Inédita, decisão prevê o pagamento de uma indenização de 80 000 reais, além de compensações por 13º salário, férias, FGTS e multa de 50 000 por danos morais

Por Redação VEJA São Paulo 14 abr 2017, 19h23

Uma decisão inédita do Tribunal Regional do Trabalho de São Paulo deu ganho de causa a um motorista do Uber que reivindicou ser funcionário do serviço. A ação corre desde agosto do ano passado.

O texto do juiz Eduardo Rockenbach Pires, substituto da 13ª Vara do Trabalho, argumenta que, ao fixar o preço a ser pago pelo cliente, dentre outros aspectos que configuram vínculo empregatício, a empresa atua no transporte de passageiros, e não como prestadora de serviços aos motoristas, conforme alegou a defesa.

Ele ordenou o pagamento de uma indenização de 80 000 reais, além de compensações por 13º salário, férias, FGTS e multa de 50 000 por danos morais, justificados por ataques de taxistas aos motoristas do app.

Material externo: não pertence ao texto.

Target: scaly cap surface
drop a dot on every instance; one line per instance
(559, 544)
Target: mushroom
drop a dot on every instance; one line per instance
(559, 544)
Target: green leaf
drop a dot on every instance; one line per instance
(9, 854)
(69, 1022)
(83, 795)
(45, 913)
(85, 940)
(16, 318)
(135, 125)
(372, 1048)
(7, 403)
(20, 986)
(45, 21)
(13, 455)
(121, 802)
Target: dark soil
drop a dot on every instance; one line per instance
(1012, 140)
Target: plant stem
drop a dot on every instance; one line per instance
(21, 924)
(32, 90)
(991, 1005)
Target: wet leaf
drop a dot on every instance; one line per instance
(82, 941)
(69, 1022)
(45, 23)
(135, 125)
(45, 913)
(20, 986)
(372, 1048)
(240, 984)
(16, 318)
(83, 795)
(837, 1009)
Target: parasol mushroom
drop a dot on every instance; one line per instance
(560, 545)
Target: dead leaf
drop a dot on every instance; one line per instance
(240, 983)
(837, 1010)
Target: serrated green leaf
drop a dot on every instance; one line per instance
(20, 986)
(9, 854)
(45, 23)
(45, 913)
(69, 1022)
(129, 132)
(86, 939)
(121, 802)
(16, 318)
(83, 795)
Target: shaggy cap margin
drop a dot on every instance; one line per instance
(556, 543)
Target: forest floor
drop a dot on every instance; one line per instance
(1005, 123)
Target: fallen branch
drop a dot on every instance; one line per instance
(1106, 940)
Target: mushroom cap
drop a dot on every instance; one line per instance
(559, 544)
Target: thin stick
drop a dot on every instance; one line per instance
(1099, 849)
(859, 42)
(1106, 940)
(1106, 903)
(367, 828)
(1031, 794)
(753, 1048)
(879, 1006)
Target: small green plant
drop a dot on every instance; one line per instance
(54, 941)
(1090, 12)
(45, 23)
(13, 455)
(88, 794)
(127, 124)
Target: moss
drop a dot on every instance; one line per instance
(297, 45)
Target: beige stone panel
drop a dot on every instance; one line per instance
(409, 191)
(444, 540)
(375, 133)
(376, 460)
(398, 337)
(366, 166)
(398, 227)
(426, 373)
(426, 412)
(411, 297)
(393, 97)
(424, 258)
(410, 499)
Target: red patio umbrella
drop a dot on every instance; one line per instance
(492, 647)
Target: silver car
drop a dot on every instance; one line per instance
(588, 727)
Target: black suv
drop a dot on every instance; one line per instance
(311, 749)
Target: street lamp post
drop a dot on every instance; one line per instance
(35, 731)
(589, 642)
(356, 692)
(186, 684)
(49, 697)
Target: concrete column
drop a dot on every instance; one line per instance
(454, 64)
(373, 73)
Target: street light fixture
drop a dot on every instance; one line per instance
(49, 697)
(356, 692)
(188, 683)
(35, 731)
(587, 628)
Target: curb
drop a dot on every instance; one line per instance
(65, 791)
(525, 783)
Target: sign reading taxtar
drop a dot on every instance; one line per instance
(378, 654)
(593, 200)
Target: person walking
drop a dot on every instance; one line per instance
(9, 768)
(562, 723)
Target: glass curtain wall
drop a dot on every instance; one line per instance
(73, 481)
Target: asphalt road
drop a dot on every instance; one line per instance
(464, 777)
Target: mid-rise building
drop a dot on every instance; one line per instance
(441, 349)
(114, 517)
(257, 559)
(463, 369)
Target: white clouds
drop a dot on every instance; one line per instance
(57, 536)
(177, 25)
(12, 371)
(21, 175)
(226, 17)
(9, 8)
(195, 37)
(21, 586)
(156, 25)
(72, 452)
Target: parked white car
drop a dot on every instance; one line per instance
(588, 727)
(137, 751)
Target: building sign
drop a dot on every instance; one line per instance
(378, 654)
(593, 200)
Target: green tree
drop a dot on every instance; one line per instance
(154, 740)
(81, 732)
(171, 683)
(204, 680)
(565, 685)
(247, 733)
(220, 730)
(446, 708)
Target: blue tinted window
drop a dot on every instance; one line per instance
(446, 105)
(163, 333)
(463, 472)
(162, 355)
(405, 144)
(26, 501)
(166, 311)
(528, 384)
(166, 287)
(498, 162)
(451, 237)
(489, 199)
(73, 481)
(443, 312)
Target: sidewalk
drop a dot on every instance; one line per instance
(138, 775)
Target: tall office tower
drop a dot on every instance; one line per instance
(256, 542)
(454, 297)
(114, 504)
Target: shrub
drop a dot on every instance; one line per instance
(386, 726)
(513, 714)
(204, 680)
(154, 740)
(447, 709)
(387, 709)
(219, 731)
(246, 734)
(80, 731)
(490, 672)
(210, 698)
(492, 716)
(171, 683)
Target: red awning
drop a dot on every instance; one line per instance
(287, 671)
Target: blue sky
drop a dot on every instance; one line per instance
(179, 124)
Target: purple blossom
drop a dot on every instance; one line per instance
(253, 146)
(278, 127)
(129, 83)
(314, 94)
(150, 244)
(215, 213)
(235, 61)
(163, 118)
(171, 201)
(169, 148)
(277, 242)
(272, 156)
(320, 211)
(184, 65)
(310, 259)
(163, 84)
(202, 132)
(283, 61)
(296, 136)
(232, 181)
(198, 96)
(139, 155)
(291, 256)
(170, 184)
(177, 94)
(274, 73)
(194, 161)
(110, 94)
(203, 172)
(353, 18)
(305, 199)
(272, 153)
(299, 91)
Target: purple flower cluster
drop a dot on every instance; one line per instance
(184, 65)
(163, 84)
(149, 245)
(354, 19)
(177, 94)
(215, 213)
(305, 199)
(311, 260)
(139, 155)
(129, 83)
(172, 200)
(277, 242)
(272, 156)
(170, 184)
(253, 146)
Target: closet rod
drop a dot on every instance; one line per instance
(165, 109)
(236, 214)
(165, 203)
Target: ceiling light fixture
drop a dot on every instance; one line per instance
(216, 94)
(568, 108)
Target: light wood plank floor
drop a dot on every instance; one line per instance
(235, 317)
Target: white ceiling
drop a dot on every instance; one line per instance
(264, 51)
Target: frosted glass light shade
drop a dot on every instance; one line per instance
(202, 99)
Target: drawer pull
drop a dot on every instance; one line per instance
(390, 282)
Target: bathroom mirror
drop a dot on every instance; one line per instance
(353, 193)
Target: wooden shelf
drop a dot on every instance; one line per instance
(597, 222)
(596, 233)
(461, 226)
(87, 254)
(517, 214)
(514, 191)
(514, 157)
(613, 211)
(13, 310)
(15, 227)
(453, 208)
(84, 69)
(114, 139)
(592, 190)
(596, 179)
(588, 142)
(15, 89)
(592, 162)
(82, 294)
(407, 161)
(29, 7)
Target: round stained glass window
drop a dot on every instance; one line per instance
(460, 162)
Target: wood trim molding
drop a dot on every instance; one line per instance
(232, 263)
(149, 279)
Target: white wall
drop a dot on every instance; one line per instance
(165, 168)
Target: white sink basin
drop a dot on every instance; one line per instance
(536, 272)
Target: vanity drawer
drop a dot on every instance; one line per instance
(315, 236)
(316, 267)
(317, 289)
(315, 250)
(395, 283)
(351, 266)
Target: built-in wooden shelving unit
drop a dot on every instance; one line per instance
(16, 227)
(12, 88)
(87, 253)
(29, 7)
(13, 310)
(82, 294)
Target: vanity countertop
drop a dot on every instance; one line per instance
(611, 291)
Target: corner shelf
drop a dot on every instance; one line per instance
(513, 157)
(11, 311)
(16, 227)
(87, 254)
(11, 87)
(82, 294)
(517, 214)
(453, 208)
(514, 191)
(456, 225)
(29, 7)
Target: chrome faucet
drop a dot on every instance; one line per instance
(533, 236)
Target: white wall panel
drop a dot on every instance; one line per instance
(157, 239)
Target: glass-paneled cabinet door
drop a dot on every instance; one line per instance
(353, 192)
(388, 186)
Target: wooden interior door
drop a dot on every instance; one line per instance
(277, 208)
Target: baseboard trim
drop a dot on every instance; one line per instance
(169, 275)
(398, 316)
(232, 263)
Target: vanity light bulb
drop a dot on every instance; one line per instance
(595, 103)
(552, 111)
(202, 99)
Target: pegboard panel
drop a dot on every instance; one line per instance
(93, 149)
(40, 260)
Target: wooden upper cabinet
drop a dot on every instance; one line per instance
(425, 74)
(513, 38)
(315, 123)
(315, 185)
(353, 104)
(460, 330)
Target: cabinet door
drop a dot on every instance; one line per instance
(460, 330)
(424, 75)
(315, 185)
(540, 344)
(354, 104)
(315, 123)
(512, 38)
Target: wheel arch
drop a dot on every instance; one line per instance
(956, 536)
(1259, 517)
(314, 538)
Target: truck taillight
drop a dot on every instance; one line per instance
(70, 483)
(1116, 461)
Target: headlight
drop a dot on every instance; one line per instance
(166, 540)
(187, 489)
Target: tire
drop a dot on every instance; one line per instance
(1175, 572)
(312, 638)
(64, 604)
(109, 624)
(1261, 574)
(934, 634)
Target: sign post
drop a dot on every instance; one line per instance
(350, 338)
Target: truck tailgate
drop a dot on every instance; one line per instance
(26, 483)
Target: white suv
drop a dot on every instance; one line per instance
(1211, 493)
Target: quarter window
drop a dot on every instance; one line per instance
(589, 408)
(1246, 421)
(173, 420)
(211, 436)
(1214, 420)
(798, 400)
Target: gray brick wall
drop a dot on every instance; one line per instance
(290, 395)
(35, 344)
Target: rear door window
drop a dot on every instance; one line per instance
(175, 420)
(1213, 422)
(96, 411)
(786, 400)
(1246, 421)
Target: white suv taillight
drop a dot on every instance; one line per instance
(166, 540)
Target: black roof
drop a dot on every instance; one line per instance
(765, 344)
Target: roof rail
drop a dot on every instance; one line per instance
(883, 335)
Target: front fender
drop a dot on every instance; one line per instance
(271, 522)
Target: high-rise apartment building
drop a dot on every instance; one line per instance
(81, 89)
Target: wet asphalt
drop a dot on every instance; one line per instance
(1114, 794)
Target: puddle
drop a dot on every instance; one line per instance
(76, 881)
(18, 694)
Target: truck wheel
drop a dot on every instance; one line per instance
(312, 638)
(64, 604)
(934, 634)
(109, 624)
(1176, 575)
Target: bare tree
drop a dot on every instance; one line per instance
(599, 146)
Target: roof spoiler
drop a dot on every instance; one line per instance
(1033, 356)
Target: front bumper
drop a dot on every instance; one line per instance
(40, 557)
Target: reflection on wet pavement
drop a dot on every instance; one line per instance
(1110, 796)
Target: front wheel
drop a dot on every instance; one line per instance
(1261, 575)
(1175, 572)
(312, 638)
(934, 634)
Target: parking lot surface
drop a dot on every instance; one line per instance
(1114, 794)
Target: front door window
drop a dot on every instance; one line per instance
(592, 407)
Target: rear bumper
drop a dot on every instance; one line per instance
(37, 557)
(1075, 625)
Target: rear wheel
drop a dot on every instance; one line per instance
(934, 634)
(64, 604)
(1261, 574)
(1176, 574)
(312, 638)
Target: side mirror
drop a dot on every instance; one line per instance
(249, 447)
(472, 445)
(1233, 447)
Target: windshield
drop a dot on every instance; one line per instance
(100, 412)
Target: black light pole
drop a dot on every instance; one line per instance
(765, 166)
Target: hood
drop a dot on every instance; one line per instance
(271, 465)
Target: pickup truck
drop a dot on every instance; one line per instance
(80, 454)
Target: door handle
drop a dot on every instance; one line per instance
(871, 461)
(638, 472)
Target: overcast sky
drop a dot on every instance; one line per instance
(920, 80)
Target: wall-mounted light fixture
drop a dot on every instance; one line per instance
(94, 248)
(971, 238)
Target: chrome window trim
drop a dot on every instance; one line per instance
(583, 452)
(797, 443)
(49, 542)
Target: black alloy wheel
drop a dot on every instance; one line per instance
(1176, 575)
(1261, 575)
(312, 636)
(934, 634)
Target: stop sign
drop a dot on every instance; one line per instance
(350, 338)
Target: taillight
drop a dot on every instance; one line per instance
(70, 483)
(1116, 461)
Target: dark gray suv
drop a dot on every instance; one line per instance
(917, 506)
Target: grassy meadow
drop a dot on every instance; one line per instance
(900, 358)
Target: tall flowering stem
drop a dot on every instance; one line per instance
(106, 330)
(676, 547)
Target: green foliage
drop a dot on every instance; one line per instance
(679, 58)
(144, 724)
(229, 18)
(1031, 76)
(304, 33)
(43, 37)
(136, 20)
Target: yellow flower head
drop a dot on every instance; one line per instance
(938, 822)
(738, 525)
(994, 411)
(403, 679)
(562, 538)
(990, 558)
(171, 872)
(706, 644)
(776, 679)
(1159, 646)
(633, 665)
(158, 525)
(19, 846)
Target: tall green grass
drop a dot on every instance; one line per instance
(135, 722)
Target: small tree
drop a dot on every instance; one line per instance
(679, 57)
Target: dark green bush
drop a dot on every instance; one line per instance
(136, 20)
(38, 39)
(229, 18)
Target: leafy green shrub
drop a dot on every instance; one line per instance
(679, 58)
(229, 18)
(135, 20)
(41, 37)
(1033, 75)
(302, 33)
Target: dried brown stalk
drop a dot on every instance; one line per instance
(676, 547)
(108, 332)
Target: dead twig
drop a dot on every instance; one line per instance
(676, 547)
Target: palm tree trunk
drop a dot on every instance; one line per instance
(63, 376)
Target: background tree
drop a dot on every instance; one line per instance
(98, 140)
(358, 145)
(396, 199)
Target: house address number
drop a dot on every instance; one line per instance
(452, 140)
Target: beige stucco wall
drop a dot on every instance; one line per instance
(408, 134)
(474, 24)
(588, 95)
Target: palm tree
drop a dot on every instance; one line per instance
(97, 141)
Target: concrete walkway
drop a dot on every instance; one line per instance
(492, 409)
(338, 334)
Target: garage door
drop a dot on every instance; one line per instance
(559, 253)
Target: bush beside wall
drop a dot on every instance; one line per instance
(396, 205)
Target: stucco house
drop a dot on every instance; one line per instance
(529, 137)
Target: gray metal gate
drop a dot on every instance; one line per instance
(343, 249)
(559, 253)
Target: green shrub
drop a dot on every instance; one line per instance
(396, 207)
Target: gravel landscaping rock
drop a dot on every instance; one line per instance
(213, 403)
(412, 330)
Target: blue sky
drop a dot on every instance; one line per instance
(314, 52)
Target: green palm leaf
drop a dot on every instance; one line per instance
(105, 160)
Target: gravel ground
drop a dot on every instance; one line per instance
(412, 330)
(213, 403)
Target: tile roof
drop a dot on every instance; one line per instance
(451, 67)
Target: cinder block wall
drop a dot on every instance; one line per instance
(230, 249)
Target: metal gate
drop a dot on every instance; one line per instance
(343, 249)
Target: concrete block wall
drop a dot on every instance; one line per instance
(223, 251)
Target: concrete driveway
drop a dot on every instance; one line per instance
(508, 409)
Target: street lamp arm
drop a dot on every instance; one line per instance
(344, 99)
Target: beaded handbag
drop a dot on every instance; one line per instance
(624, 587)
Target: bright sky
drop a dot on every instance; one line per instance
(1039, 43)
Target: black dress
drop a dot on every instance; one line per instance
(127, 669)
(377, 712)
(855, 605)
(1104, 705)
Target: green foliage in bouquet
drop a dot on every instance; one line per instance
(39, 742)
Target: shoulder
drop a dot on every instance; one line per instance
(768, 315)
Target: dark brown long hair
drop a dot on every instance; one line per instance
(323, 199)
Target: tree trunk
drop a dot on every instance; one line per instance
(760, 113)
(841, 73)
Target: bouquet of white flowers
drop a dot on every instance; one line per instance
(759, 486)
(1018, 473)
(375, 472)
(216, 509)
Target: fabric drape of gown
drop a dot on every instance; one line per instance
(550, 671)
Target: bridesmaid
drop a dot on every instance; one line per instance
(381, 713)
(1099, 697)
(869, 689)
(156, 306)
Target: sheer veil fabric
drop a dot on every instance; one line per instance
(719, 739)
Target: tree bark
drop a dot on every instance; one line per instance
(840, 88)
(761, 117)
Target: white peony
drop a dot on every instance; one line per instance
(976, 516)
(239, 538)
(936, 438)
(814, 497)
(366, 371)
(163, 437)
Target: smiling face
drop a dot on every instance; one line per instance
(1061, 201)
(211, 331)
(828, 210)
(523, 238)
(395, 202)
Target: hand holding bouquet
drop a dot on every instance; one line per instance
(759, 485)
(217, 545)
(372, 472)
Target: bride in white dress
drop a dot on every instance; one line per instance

O Uber informou que vai recorrer da decisão nesta terça (18). “Ao conectar motoristas e usuários, o Uber cria milhares de oportunidades flexíveis para geração de renda”, disse a empresa em comunicado. A decisão atinge o escritório brasileiro da companhia e também a sede em San Francisco, nos Estados Unidos.

Casos semelhantes já aconteceram em Minas Gerais, Estados Unidos, Suíça e no Reino Unido. Circula na Câmara dos Deputados um projeto que regulamenta o funcionamento do Uber no Brasil, exigindo que os motoristas do serviço sejam cadastrados junto à ao município, como já acontece com os táxis.